8In der ESt-Erklärung 1997 gab die Klin. an, in dem selbstgenutzten Einfamilienhaus D. 78 a in G. für die Verwaltung der o.g. Häuser ein Arbeitszimmer eingerichtet zu haben. Sie machte neben den sonstigen Bürokosten auf das Arbeitszimmer entfallende Kosten in Höhe von 3.944,38 DM als Werbungskosten (WK) bei den Einkünften aus VuV. geltend.

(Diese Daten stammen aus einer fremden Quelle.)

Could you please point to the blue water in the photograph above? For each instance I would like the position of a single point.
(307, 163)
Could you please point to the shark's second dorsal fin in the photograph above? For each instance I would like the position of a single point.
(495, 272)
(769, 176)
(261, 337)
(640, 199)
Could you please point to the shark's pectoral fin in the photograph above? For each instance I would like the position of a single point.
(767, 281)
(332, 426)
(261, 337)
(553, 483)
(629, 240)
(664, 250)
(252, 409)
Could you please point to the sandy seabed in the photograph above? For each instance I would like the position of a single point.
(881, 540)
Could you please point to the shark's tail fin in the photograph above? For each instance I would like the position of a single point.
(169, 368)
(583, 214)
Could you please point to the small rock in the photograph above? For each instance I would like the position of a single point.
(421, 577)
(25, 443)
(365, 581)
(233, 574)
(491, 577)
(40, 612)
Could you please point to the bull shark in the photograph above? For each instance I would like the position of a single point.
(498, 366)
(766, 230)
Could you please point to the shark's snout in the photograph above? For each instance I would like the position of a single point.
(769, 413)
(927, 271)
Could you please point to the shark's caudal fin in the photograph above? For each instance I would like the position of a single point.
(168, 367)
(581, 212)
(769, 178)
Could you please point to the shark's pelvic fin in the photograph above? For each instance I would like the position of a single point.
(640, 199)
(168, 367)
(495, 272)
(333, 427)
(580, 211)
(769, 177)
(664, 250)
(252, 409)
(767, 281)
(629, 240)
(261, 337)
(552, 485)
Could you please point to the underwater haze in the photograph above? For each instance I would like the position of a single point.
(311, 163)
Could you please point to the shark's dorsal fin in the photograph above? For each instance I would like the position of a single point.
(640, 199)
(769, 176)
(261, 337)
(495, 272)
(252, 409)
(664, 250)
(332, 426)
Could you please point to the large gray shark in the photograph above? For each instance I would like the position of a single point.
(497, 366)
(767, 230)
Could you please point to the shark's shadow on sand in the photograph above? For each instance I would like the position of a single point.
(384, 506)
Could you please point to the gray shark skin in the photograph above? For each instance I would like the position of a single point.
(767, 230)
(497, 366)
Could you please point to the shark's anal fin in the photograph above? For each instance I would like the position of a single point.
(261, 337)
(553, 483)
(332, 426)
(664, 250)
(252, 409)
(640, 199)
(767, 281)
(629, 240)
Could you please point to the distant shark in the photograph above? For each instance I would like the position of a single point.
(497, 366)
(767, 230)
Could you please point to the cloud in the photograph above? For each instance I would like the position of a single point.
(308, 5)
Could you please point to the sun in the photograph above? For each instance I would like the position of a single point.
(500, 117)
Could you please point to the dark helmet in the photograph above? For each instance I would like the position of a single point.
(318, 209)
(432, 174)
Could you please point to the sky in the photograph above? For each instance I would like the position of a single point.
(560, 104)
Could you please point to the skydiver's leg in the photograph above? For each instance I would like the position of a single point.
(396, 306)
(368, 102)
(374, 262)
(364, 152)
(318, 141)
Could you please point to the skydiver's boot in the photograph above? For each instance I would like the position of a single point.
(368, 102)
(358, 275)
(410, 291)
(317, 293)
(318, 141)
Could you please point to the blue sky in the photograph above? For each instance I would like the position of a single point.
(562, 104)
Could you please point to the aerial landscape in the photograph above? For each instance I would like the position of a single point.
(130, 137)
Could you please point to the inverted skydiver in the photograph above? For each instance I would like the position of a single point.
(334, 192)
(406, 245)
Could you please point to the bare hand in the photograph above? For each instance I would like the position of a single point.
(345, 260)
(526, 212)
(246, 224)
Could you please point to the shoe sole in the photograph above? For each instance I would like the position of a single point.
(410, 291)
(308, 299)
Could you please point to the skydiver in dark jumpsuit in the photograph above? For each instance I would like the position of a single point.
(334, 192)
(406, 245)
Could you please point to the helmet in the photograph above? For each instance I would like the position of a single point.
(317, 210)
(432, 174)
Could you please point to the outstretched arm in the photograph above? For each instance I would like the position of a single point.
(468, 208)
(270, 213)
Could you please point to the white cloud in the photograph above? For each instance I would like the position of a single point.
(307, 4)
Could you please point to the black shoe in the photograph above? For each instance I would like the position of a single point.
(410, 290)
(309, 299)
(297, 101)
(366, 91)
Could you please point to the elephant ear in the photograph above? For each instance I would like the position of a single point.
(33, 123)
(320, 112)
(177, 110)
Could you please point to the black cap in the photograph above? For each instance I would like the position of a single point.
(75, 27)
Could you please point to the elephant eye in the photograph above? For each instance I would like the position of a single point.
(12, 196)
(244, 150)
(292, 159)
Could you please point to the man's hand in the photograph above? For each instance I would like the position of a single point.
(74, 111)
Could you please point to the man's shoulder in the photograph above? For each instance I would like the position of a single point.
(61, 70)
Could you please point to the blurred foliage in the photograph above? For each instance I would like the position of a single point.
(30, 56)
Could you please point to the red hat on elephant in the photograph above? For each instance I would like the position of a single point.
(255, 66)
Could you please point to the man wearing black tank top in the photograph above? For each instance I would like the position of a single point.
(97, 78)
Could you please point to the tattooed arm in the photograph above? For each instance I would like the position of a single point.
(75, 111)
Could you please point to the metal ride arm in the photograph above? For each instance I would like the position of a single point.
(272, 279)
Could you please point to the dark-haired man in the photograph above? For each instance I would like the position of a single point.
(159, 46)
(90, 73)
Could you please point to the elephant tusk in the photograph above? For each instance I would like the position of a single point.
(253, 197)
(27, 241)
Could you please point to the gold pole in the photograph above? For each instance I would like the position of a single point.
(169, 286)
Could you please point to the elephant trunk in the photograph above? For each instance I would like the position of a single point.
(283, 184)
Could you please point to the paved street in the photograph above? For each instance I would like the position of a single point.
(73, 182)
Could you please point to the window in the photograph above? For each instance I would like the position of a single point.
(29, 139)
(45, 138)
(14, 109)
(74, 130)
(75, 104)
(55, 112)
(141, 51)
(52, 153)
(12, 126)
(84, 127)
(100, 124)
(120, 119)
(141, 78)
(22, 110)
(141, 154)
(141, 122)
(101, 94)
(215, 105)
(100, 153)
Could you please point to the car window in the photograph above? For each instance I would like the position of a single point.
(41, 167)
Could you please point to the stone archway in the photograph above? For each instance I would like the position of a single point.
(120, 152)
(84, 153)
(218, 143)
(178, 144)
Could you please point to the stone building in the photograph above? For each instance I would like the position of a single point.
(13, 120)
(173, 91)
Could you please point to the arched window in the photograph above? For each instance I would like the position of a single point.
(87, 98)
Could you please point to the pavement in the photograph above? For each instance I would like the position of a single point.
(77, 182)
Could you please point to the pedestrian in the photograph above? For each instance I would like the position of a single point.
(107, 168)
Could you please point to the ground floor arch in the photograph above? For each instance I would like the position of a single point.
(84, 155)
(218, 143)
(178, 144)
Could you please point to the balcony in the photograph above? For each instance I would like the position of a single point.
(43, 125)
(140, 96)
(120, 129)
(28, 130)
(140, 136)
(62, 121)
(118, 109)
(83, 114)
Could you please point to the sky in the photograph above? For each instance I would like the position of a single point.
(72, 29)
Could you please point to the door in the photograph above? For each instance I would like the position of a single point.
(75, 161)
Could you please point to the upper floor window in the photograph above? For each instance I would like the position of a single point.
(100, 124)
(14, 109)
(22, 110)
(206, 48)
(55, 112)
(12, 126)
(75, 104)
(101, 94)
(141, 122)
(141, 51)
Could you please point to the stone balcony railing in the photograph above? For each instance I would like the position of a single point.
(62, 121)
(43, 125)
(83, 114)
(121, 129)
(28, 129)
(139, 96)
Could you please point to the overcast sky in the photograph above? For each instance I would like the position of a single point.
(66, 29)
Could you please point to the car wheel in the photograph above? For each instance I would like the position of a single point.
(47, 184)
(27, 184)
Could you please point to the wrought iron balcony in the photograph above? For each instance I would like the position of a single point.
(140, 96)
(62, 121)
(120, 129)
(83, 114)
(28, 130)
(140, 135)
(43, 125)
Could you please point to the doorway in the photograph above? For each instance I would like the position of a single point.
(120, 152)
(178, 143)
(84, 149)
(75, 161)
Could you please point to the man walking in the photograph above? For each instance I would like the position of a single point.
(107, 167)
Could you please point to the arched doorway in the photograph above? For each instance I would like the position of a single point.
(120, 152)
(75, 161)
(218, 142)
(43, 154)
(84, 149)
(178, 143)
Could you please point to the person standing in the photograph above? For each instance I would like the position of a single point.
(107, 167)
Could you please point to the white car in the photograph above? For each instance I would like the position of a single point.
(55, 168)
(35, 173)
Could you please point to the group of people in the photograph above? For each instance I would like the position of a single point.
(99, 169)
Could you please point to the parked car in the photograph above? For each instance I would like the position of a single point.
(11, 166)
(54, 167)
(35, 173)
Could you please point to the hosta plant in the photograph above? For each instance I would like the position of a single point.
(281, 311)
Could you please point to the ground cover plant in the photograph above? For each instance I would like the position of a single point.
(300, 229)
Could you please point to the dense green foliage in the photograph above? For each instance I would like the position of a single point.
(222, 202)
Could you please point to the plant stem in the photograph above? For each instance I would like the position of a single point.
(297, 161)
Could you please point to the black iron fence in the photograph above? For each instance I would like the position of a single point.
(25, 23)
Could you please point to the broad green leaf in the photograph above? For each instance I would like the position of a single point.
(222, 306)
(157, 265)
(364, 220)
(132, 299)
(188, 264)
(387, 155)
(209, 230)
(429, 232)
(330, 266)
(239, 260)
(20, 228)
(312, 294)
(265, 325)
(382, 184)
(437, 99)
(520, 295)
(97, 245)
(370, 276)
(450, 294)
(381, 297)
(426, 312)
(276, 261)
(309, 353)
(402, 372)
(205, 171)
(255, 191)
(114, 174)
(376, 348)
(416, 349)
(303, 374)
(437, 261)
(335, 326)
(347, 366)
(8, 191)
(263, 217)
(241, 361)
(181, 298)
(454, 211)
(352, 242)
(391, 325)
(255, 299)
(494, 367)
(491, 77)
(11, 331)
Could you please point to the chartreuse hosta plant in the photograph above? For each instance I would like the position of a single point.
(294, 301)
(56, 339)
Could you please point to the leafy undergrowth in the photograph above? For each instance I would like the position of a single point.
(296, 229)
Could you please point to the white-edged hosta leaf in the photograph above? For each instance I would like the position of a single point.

9Im ESt-Bescheid 1997 in der Fassung der Einspruchsentscheidung (EE) vom 9.3.2000 ging der Beklagte (Bekl.) davon aus, daß die Arbeitszimmeraufwendungen grundsätzlich mit 2.400 DM als WK zu berücksichtigen seien. Da jedoch bei der Einkunftsermittlung für das Haus F. 29 die WK nach § 9 a Ziffer 2 EStG pauschal ermittelt worden seien, sei der für das Arbeitszimmer berücksichtigungsfähige Betrag um den auf dieses Gebäude entfallenden Anteil von 18 % auf 1.968 DM zu kürzen.
10Die Kl. erhoben mit Schreiben vom 7.4.2000 gegen die EE Klage. Sie vertreten die Auffassung, die Arbeitszimmerkosten seien mit 3.235 DM als WK zu erfassen:
11angefallene Kosten 3.945 DM
12Kürzung um 18 % 710 DM
13verbleibender abziehbarer Betrag 3.235 DM
14Eine Begrenzung der Aufwendungen scheide aus, da das Arbeitszimmer nicht unter § 4 Abs. 5 Nr. 6 b EStG falle. Es handele sich um einen Raum, von dem aus ausschließlich die Hausverwaltung (private Vermögensverwaltung) betrieben werde. Die Einordnung als häusliches Arbeitszimmer (§ 4 Abs. 5 Nr. 6 b EStG) komme nur in Betracht, wenn für die konkrete Tätigkeit, der das Zimmer diene, eine außerhäusliche Schwerpunkt-Arbeitsstätte vorhanden sei. Für die Hausverwaltung der Klin. gebe es keine andere Arbeitsstätte.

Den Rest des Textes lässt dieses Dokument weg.